In the context of CS, there is no standardized corpus either. In general, metrics are based on the performance of CS usage applied in machine translation, where BLEU was the most used. However, Escartín [1] suggested a way to mediate CS performance using precision, recall and F-measure metrics.

In the context of WS, there is no standardized corpus. However, in studies 12 and 41, there is an attempt to establish comparative metrics, with precision of .906 and .813 respectively. The most commonly cited technique - in studies 44, 20 and 23 - was based on dynamic programming. Study 65 proposes techniques for generating a standardized corpus using Wikipedia. The corpus ‘Google Web Trillion Word Corpus’ in English was cited in study 44. There are other studies that present situations with specific corpus: hashtag splitting (45, 32 and 46) and domain splitting (33, 46 and 10).

Fig. 3.
figure 3

At the left side (a) shows the use of WS, CS and IS from 1998 to 2019 and at the right side (b) shows the use of DL techniques from 1998 to 2019

4.3 RQ.3: What Is the State of the Art in WS in the Portuguese Language Context (PL)?

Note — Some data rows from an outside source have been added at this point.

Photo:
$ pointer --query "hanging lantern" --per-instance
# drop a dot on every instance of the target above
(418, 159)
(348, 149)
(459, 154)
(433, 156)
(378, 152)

The authors in [5], developed a way of extract English compounds from the WordNetFootnote 11. The same approach could be used at Portuguese scenario, but we could not find any corpus annotations of compound words in the most recent WordNetsFootnote 12. In order to know how many compound words exist in PL, we extracted 1804 words from a websiteFootnote 13. Most of these words consisted of open compounds (929), when a delimiter character separates the two parts of the word. According to the formal definition (Sect. 1), a problem consisting of a word with delimiter character does not characterize a WSP. In addition, compared with English and German, the number of closed compounds (without a delimiter character) in PL is much lower.

In this SLR, only 9 studies (1, 25, 37, 41, 45, 60, 62, 64 and 67) are considered universal, and only 2 (45 and 60) of them make direct reference to PL. Paper 45 refers to a specific application in hashtags and paper 60 is considered universal. In the studies, no software with direct support to the Portuguese language was found. All of them would need integration with specific training corpus in PL. Therefore, objective data for performance benchmarking are lacking. Considering this information, we can state that, compared to other languages, specific studies of WS for PL are lacking.

5 Discussion and Conclusions

In this SLR, we formally defined the problem of segmenting words written in the Latin Alphabet, present in many application domains and with different denominations. Several contexts were found and enumerated. The most relevant contexts are: word segmentation (WS), identifier splitting (IS) and compound splitting (CS) in natural language processing, software engineering and machine translation domains, respectively. We conducted a survey of techniques employed in each context, as well as a historical analysis of the use of deep learning techniques in recent years. Through data extraction and analysis, we conclude that, for each context, some specific techniques are more often then others. The most mature context in establishing a state of the art with standardized corpus is the IS. In the other contexts (CS and WS), there is no standard corpus.